Although this study mainly focused on the gut microbiota, the oral microbiota could also have an impact on radiotherapy outcomes in HNC, particularly the development and severity of OM [42]. Furthermore, emerging evidence indicates that there is an association between oral and gut microbiota. Oral microbiota can translocate into the gut, particularly in the presence of oral pathological conditions (e.g. periodontitis or oral mucositis) or systemic inflammation [40, 43]. This leads to gut microbial dysbiosis and disruption of intestinal homeostasis and this in turn could negatively impact OM outcomes. As such, studying both oral and gut microbiota together will help identify the oral and gut microbial signatures of those with unfavourable radiotherapy outcomes. Moreover, both oral and gut microbiota could be targeted to improve radiotherapy response and reduce its toxicities in patients with HNC.

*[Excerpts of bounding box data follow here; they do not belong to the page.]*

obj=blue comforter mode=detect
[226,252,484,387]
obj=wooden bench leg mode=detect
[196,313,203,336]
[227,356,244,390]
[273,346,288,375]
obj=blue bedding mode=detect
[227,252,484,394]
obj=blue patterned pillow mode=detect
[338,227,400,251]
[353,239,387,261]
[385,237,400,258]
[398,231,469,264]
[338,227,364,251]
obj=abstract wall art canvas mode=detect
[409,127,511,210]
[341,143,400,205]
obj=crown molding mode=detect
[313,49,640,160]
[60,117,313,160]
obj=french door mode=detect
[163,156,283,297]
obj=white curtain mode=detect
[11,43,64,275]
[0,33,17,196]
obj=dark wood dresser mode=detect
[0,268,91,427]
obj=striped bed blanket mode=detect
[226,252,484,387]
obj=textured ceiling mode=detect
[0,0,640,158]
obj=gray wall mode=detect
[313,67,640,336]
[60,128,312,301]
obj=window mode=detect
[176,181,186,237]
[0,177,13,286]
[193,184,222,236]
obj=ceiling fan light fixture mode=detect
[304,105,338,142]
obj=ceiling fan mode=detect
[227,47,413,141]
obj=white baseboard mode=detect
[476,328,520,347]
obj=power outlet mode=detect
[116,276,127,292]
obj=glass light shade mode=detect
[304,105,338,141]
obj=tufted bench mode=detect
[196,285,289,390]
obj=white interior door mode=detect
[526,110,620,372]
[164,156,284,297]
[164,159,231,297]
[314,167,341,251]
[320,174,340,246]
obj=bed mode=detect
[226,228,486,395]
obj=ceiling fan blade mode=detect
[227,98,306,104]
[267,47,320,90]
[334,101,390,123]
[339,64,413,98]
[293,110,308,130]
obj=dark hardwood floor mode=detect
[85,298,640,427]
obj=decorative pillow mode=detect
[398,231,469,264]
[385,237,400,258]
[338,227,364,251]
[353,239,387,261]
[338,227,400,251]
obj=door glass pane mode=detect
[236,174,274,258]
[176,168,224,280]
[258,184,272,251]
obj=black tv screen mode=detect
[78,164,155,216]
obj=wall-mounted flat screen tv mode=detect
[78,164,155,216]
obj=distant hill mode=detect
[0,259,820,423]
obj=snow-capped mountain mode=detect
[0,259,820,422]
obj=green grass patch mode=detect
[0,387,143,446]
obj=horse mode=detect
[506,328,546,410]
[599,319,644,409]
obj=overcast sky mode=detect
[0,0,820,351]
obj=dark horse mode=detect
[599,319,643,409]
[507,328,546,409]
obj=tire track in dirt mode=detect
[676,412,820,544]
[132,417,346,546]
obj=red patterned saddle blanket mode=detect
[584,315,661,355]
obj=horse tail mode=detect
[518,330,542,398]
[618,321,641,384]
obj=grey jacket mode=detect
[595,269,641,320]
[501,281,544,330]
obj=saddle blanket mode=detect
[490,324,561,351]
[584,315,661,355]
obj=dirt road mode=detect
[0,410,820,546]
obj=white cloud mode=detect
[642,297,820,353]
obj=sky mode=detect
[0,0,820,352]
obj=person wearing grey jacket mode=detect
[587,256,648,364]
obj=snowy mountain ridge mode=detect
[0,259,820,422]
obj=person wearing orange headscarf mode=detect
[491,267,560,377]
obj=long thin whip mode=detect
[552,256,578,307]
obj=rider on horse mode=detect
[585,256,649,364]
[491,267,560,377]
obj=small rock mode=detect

Overall, this is the first study to characterise the association between gut microbiota and radiotherapy outcomes in patients with HNC. It demonstrates that specific gut microbes are associated with OM severity and risk of tumour recurrence and, as such, supports that the gut microbiota could be exploited to predict radiotherapy outcomes. Another strength of the study is that it assessed microbial signatures associated with both efficacy and toxicity of radiotherapy, which is a critical approach to achieving optimal outcomes for cancer treatments [44]. However, the study is not without limitations. We recognise the small sample size of our cohort and the presence of different confounding factors at baseline and, therefore, emphasise our results must be interpreted with caution. The small sample size may result in biases in the association between OM severity, tumour recurrence, and patients and treatment-related risk factors as well as the microbial signature. Moreover, baseline confounding factors including heterogeneity in tumour primary sites and type of treatment received could impact OM severity and recurrence risk analysis. Therefore, future studies should validate these findings in a larger cohort with minimal variation in the baseline factors. Ideally, the effect of the gut microbiota could be investigated in a large cohort of patients with tumours in a specific site, e.g. oral cavity or oropharynx, and treated with a specific treatment, e.g. radiotherapy alone or chemoradiotherapy. This will allow studying the gut microbiome impact on both OM and treatment outcomes in a more homogeneous cohort. Other factors known to influence the gut microbiota such as age range, comorbidities, and lifestyle-related factors should be taken into account when designing these studies. Additionally, longitudinal studies to analyse the gut microbiome throughout the course of treatment will give an insight into the treatment-induced alterations in the gut microbiota and its association with therapeutic outcomes.

Conclusion

Our study demonstrates that a gut microbiota enriched of Eubacterium, Victivallis, and Ruminococcus is associated with severe OM. Additionally, enrichment for Faecalibacterium, Prevotella, and Phascolarctobacterium confers lower recurrence risk. These pilot data, therefore, reinforce the emerging hypothesis that an individual’s unique microbiota can be used to predict treatment outcomes and be used to direct the provision of proactive supportive care. Moving forward, these data should be used to identify candidate microbes suitable for second-generation probiotics aimed at pre-conditioning the microbiota to optimise treatment outcomes.